At the start of each new school year Lauren and I rethink the classroom environment, making changes from previous years, so the space feels new and invigorating. When we first started teaching together back in 2002 it was all about creating the most colorful atmosphere possible.
Our walls were covered with so much multicolored paper that visitors commented it looked like The Partridge Family tour bus. We spray painted old furniture in bright hues, hung Crayola colored alphabet letters from the ceiling lights and added vibrant borders to our bulletin boards. It was an overstimulating feast for the eyes and we loved it.

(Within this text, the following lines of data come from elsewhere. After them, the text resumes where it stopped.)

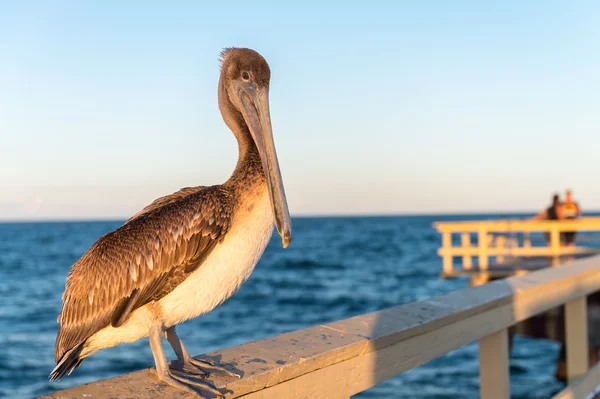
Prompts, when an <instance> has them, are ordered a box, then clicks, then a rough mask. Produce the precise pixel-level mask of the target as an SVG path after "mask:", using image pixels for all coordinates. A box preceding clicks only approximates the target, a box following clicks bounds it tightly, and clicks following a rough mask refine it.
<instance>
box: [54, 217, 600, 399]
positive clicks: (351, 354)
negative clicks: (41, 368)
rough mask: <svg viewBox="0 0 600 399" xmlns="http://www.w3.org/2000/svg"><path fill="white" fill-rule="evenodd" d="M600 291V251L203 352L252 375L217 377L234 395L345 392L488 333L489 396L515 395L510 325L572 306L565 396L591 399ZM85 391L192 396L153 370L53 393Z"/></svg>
mask: <svg viewBox="0 0 600 399" xmlns="http://www.w3.org/2000/svg"><path fill="white" fill-rule="evenodd" d="M524 227H525V226H524ZM579 227H581V226H578V228H579ZM599 290H600V256H592V257H588V258H585V259H580V260H576V261H573V262H571V263H569V264H566V265H564V266H559V267H555V268H546V269H543V270H540V271H536V272H532V273H529V274H527V275H523V276H515V277H510V278H507V279H502V280H497V281H494V282H491V283H489V284H485V285H481V286H477V287H470V288H465V289H462V290H459V291H454V292H452V293H449V294H447V295H443V296H439V297H435V298H431V299H428V300H424V301H420V302H415V303H411V304H407V305H402V306H397V307H393V308H390V309H385V310H381V311H378V312H373V313H369V314H365V315H360V316H356V317H352V318H349V319H345V320H341V321H336V322H332V323H329V324H323V325H319V326H314V327H310V328H306V329H303V330H298V331H293V332H290V333H287V334H282V335H279V336H275V337H270V338H265V339H263V340H260V341H256V342H250V343H247V344H243V345H239V346H235V347H230V348H225V349H222V350H220V351H217V352H214V353H208V354H205V355H203V356H201V357H205V358H210V359H213V360H216V361H217V362H218V363H220V364H222V365H224V366H225V367H228V368H230V369H232V370H236V371H237V372H239V373H240V374H241V375H242V378H241V379H225V378H223V379H221V378H214V379H212V380H209V382H211V383H214V384H215V385H216V386H217V387H219V388H221V389H223V391H224V392H227V394H226V397H228V398H238V397H243V398H257V399H258V398H261V399H271V398H277V399H285V398H288V399H296V398H298V399H300V398H331V399H341V398H349V397H350V396H352V395H355V394H357V393H358V392H361V391H364V390H366V389H368V388H371V387H373V386H375V385H377V384H379V383H380V382H382V381H384V380H386V379H388V378H390V377H393V376H395V375H398V374H400V373H403V372H405V371H407V370H410V369H412V368H415V367H417V366H419V365H422V364H423V363H426V362H429V361H430V360H433V359H435V358H438V357H440V356H442V355H444V354H446V353H448V352H450V351H452V350H455V349H457V348H459V347H462V346H464V345H466V344H469V343H471V342H475V341H479V360H480V395H481V397H482V398H483V399H496V398H508V397H509V396H510V378H509V376H510V375H509V353H508V350H509V345H508V332H507V329H508V328H509V327H510V326H512V325H514V324H516V323H518V322H520V321H523V320H525V319H528V318H530V317H532V316H534V315H537V314H540V313H543V312H546V311H548V310H550V309H552V308H555V307H557V306H562V305H564V308H565V312H566V315H565V316H566V317H565V320H566V322H565V327H566V356H567V374H568V380H569V385H568V386H567V387H566V388H565V390H563V391H562V392H560V393H558V394H557V395H556V396H555V398H561V399H565V398H585V397H586V395H588V394H589V393H590V392H593V391H594V390H595V389H596V388H597V386H598V384H600V366H595V367H594V368H592V369H591V370H588V356H587V354H588V335H587V334H588V333H587V331H588V328H587V317H586V314H587V312H586V297H587V296H588V295H590V294H592V293H594V292H596V291H599ZM457 367H458V365H457ZM82 397H93V398H109V397H132V398H158V397H160V398H171V397H177V398H181V397H188V396H186V395H184V394H181V393H180V392H179V391H177V390H176V389H174V388H171V387H168V386H166V385H164V384H162V383H160V382H158V380H157V379H156V378H155V377H153V374H151V373H150V372H149V371H148V370H147V369H146V370H142V371H138V372H135V373H131V374H127V375H124V376H119V377H115V378H111V379H107V380H103V381H98V382H95V383H92V384H88V385H83V386H78V387H74V388H71V389H67V390H64V391H60V392H56V393H54V394H51V395H48V396H44V398H46V399H49V398H53V399H63V398H82Z"/></svg>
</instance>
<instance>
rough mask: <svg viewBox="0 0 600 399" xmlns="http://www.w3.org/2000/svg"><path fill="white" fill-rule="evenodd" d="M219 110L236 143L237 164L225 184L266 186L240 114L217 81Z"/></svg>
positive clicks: (222, 82) (264, 179)
mask: <svg viewBox="0 0 600 399" xmlns="http://www.w3.org/2000/svg"><path fill="white" fill-rule="evenodd" d="M219 109H220V110H221V115H222V116H223V120H224V121H225V124H227V126H228V127H229V129H231V131H232V132H233V134H234V135H235V138H236V139H237V142H238V151H239V153H238V162H237V165H236V167H235V169H234V171H233V173H232V174H231V177H230V178H229V180H227V183H226V184H230V185H232V186H234V187H239V188H244V187H253V186H255V185H256V184H266V179H265V175H264V172H263V168H262V162H261V160H260V155H259V153H258V149H257V148H256V144H254V139H253V138H252V135H251V134H250V130H249V129H248V125H246V122H245V121H244V117H243V116H242V114H241V113H240V112H239V111H238V110H237V109H236V108H235V107H234V106H233V104H232V103H231V100H230V99H229V96H228V95H227V91H226V89H225V86H224V85H223V82H222V81H219Z"/></svg>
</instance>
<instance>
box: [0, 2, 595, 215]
mask: <svg viewBox="0 0 600 399" xmlns="http://www.w3.org/2000/svg"><path fill="white" fill-rule="evenodd" d="M495 3H496V4H492V3H491V2H481V1H454V2H443V1H420V2H410V3H409V2H392V1H390V2H371V3H369V2H364V1H363V2H348V1H344V2H324V1H302V2H295V4H293V5H290V4H284V3H283V2H263V1H257V0H255V1H251V2H248V1H244V2H241V1H239V2H238V1H227V2H211V4H212V5H208V2H196V1H189V2H184V1H179V2H158V1H155V2H142V1H132V2H121V1H96V2H91V1H89V2H78V1H23V2H2V3H0V54H1V62H0V219H48V218H56V219H71V218H88V217H92V218H106V217H109V218H115V217H117V218H123V217H127V216H129V215H131V214H132V213H134V212H135V211H137V210H138V209H139V208H141V207H143V206H144V205H145V204H147V203H149V202H150V201H152V200H153V199H154V198H156V197H158V196H161V195H164V194H167V193H170V192H173V191H175V190H178V189H179V188H181V187H183V186H191V185H209V184H217V183H221V182H223V181H224V180H225V179H227V177H228V176H229V174H230V173H231V171H232V170H233V167H234V165H235V160H236V156H237V149H236V144H235V141H234V139H233V136H232V134H231V133H230V132H229V131H228V130H227V128H226V126H225V125H224V123H223V122H222V119H221V116H220V114H219V112H218V108H217V91H216V86H217V80H218V74H219V69H218V61H217V59H218V54H219V52H220V50H221V49H222V48H224V47H228V46H244V47H251V48H254V49H256V50H257V51H259V52H260V53H261V54H262V55H263V56H264V57H265V58H266V59H267V61H268V62H269V63H270V65H271V71H272V80H271V116H272V121H273V129H274V135H275V142H276V145H277V150H278V154H279V159H280V164H281V169H282V172H283V177H284V182H285V185H286V190H287V194H288V201H289V205H290V210H291V212H292V214H293V215H302V214H356V213H359V214H360V213H370V214H372V213H378V214H386V213H394V214H398V213H429V212H457V211H458V212H465V211H515V210H532V211H537V210H538V208H540V207H542V206H545V205H546V204H547V203H548V202H549V197H550V195H551V193H552V192H553V191H555V190H560V191H562V190H564V189H565V188H567V187H570V188H573V189H574V190H575V196H576V199H578V200H579V201H580V202H581V205H582V207H583V209H584V210H586V209H599V208H600V184H598V173H599V171H600V161H599V160H600V134H599V127H600V112H599V109H600V78H599V74H600V44H599V43H600V5H599V4H598V3H597V2H594V1H588V2H585V1H577V2H564V1H506V2H495ZM368 4H370V5H368Z"/></svg>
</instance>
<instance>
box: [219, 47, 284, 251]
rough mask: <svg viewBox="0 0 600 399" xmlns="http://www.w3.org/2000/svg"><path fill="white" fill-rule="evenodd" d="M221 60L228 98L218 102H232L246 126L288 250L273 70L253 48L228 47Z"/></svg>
mask: <svg viewBox="0 0 600 399" xmlns="http://www.w3.org/2000/svg"><path fill="white" fill-rule="evenodd" d="M221 59H222V63H221V79H220V82H219V84H220V85H221V87H220V90H219V96H220V97H221V96H224V97H226V98H223V99H221V98H220V99H219V103H220V104H221V102H222V101H223V100H225V101H227V100H229V101H228V102H229V103H230V104H231V105H232V106H233V107H234V108H235V110H236V111H237V112H238V113H239V114H241V116H242V117H243V123H244V124H245V125H246V126H247V127H248V130H249V131H250V134H251V136H252V139H253V141H254V144H255V145H256V148H257V149H258V153H259V155H260V158H261V162H262V166H263V171H264V173H265V178H266V180H267V186H268V190H269V197H270V198H271V206H272V208H273V217H274V219H275V227H277V231H278V232H279V235H280V236H281V239H282V242H283V247H284V248H285V247H287V246H288V245H289V244H290V242H291V241H292V223H291V220H290V213H289V210H288V205H287V200H286V198H285V190H284V189H283V180H282V179H281V172H280V171H279V162H278V160H277V152H276V151H275V142H274V141H273V131H272V128H271V116H270V113H269V81H270V79H271V69H270V68H269V64H267V61H265V59H264V58H263V57H262V56H261V55H260V54H258V53H257V52H256V51H254V50H251V49H246V48H228V49H225V50H224V51H223V52H222V53H221ZM227 105H229V104H227ZM224 117H225V113H224ZM225 122H226V123H227V124H228V125H230V123H232V122H231V121H228V120H227V118H225ZM240 122H242V121H240Z"/></svg>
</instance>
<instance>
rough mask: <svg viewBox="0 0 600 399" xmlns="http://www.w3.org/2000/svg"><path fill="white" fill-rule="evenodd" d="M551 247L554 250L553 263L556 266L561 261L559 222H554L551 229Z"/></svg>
mask: <svg viewBox="0 0 600 399" xmlns="http://www.w3.org/2000/svg"><path fill="white" fill-rule="evenodd" d="M550 248H551V251H552V260H553V265H552V266H556V265H558V263H559V254H560V231H559V230H558V224H556V223H553V224H552V228H551V230H550Z"/></svg>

As time went on we started to realize that perhaps this approach was a tad overdone. We began to study the Reggio Emilia philosophy from Italy that suggested a more toned down, sedate learning space. Out went color and in came the plants, mirrors to reflect natural light, bulletin boards covered in plain brown paper without borders, table lamps and twinkle lights. It was a relaxing respite for the eyes and we loved it.
But, as with all things, the pendulum is beginning to swing once more. This year our classroom (see above) is colorful without being overwhelming, natural tones and primary colors are juxtaposed throughout and we continue to provide open but well defined work spaces.
Room arrangement is a truly collaborative effort between Lauren and I that usually takes place during the first days of the new school year. However there was one space that I had envisioned during the summer and couldn't wait to set up.
This is a reading 'nook' anchored by the Chicka Chicka Boom Boom coconut tree that I have on loan from my friend Dawn. This was the first area we established and then build the rest of the room off of that. So far it has proved a popular area for the students to go and read books of their choosing; from comic books (that basket is full of them) to chapter books.
We also decided to repaint our beat up blackboard with something called Blackboard Paint. This stuff can be used to cover a variety of surfaces to create an instant blackboard. The can invites you to cover kitchen cabinets, closets and any blank surface that a child might like to scribble on.
I used the left over paint from our blackboard to make a drawing area on the back of a metal fire door. We also plan to record student heights on this door. Just another fun, novel idea we stumbled upon quite by accident.
Now, once again, we consider our classroom to be a welcoming oasis where exploration and learning can proceed in a purposeful manner and we love it.
I wonder what ideas the next year will bring.